BrightHaus Digital Marketing Agency

Building Loyal Social Media Followers for Your Brand

November 28, 2018

In 2019, the theme of social media marketing seems to be heading toward long-term goals. This includes follower loyalty rather than follower numbers. The age-old adage, “quality over quantity” comes to mind here, as more and more companies take the time to woo over real followers, instead of hoping to buy a crowd of Fairweather friends.

The foundation of these long-term follower relationships begins with trust, and you build trust through genuine content, realistic goals, and follow-through. Here are some of the best ways you can begin building loyal social media followers for your brand in 2019.

1. Beware the Cliques: Long-time followers are going to get to know one another; you’re going to get to know them. This makes it easy to fall into the bad habit of creating cliques within your follower circles. Of course, you can’t help it if groups of followers band together, but you can control the way that you interact with them.

New followers need a different kind of attention than long-time members, but you must give it in such a way that it doesn’t appear as though you favor newbies over old-faves. In the past, companies rewarded long-time customers with special rates and promotions, modern marketing does the opposite, locking in old customers with existing packages and offering new improved plans to newcomers as an incentive.

This “beware the clique” concept, suggests that you do neither of these things, but rather treat each group equally while still recognizing that new members are going to require more information, and possibly more attention and assistance than those who have been buying your products and following your social media pages for years.

2. Help Encourage Social Behavior: Your followers and group members may sometimes need a little encouragement to socialize, comment, like and share. You can help by creating members only events and promotions to spark conversations and promote sharing with non-members.

It isn’t enough to create the conversation; you should also actively take part in them.
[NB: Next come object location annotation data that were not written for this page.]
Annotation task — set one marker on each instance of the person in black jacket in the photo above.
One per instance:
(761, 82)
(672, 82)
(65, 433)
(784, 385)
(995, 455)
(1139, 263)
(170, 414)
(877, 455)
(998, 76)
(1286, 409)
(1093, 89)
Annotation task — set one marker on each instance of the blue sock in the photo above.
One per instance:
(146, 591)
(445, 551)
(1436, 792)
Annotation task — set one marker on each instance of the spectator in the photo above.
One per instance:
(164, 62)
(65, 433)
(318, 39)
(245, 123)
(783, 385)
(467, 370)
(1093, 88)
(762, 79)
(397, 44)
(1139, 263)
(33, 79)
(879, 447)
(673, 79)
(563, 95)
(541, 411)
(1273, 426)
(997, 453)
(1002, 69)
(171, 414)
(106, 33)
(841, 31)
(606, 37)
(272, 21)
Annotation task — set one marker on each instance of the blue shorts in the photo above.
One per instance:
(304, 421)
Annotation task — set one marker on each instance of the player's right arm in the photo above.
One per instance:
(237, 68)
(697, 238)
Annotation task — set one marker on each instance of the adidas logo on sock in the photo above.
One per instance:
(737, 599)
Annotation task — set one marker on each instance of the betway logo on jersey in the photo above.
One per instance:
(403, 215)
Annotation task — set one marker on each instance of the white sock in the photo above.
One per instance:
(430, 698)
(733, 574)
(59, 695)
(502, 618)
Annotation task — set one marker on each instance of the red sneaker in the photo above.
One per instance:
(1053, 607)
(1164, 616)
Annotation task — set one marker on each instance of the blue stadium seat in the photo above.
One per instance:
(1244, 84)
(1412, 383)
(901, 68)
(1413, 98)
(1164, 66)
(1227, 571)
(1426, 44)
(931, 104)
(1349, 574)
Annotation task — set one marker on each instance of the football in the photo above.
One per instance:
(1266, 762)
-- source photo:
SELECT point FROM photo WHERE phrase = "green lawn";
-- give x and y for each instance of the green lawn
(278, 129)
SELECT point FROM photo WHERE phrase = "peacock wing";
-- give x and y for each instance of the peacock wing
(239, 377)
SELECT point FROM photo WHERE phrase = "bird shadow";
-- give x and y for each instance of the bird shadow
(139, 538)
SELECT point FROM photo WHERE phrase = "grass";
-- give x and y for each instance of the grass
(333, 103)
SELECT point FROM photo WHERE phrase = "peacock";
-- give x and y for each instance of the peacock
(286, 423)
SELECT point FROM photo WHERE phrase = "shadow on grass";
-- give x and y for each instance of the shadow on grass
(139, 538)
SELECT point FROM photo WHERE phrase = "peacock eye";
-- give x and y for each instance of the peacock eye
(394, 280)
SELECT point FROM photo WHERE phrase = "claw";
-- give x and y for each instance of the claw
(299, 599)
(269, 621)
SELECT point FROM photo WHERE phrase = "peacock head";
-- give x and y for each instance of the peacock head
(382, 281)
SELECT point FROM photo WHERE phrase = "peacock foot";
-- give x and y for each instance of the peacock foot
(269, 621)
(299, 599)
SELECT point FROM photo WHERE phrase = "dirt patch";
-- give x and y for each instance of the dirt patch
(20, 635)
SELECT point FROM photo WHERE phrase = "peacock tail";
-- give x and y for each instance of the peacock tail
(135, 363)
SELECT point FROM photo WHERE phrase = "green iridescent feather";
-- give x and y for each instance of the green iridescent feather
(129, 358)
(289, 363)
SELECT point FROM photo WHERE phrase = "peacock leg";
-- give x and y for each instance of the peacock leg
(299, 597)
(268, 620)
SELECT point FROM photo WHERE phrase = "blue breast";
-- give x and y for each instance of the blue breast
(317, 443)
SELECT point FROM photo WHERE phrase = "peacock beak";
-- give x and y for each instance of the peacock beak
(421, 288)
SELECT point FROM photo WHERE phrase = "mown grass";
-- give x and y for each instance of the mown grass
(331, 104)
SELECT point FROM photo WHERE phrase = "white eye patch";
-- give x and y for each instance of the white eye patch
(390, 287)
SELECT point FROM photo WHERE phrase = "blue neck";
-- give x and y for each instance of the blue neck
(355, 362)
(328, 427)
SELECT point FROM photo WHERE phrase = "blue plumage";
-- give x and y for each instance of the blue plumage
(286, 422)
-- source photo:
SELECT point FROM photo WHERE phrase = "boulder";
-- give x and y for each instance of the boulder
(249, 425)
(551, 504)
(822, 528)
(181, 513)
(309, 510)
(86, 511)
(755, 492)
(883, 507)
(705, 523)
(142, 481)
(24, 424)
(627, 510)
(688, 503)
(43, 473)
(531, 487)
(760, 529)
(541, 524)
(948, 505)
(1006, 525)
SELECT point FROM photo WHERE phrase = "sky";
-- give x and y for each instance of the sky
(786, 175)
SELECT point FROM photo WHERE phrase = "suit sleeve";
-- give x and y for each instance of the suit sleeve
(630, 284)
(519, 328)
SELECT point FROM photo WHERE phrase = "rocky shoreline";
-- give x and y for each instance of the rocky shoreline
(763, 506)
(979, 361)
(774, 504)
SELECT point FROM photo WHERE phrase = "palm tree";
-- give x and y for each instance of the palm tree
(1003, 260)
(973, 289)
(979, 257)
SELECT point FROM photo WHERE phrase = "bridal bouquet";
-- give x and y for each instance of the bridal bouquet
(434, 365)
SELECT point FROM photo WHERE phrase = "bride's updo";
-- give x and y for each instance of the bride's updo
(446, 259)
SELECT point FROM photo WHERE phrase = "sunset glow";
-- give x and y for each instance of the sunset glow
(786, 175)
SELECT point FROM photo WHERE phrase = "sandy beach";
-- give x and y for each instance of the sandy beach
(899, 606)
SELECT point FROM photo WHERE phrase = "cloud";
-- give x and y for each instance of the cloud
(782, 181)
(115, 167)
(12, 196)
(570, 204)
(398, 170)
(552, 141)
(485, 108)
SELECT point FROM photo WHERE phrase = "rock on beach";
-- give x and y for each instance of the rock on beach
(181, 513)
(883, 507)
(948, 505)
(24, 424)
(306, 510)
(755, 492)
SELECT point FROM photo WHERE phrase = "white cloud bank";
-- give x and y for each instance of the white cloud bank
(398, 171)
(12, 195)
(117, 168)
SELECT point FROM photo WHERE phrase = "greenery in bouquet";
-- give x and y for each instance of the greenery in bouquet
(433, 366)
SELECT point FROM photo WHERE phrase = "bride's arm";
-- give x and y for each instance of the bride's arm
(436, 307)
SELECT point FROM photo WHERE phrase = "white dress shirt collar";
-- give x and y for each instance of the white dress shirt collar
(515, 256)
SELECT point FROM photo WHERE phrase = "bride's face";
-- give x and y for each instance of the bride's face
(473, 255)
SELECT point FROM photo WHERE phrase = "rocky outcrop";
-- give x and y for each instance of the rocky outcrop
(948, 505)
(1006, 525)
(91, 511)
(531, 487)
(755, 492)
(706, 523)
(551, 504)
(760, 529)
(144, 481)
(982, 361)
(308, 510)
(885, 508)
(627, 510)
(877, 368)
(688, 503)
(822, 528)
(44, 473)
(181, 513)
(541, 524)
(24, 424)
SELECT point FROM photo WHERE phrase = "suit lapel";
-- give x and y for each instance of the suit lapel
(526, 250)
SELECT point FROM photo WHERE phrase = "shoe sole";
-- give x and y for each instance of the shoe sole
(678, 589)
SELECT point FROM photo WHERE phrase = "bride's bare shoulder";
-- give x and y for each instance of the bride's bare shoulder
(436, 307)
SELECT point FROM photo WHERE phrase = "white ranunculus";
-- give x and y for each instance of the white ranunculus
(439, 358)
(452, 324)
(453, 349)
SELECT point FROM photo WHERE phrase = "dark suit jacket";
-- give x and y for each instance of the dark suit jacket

Comment back, like posts and comments, and mention specific members who ask questions or comments about the event or promotion in question. Being active yourself will increase overall activity and make your group seem more popular and welcoming to newcomers.

3. Create a List of Standards for All Users: When you use social media to interact with loyal consumers in the form of a group, it’s important that the group has a clear set of guidelines. This usually includes some of the standard, “no negative comments” rule, among others. You want to keep all of your followers getting along with each other and staying positive about your brand and the group you’ve created for them to explore your brand.

4. Reply Promptly: As a business owner you may not have all the time in the world to read every comment, but when you receive a private message or a tag in something, it’s nice to set time aside each day to read and reply when necessary. Keeping in touch with your members shows that you’re serious about the group, and that you’re a real person, not just some automated message or call center staff.

5. Create Realistic Goals: When you start a group online or a social media community, you can’t expect it to take off overnight. It takes time to build a following and create loyal members. Creating realistic goals such as, “10-members by day 3, 30 members by week 2”, will encourage you to be proactive and diligent in the management of your social media accounts and online groups.

As your group grows and flourishes, you can begin setting more advanced goals, such as, “be top 5 groups on Facebook by 2020” or “Have 20,000 members by the end of 2019”. The more members, activity, and content being posted, the more relevant your group becomes on social media.

6. Keep Your Content Relevant: One of the pitfalls group owners run into with social media is pushing content for the sake of posting daily or weekly. This can lead to negative side effects if you aren’t monitoring what you’re posting and why. Just as the content you post on your website needs to be relevant, genuine, and focused, so too does the content you post in your group. Even a small blurb about an upcoming event or promotion should be geared toward your audience, worded appropriately and met with the same enthusiasm and initiative you take for long-winded posts aimed at expanding word count and readership.

This may not be a new tip, but it’s always important, and more so in a group setting when trying to build loyalty among new members who may not be familiar with your style of writing or posting. Regular posts will add to this air of relevance, showing your followers that this social media group is important to you and that it’s here to stay and worth investing in.

7. Automated Messaging: Finally, for messages to your group consider setting up some form of automated messaging system to manage FAQs and general concerns while you’re away from your desk. This 24/7 coverage gives your members somewhere to turn for the small stuff until you return and can answer questions with more in-depth answers on topics not covered by an FAQ scenario.

Building your brand takes a bit of elbow grease, but once you’ve developed a loyal following, the rest falls into place naturally and it becomes easier to manage your group.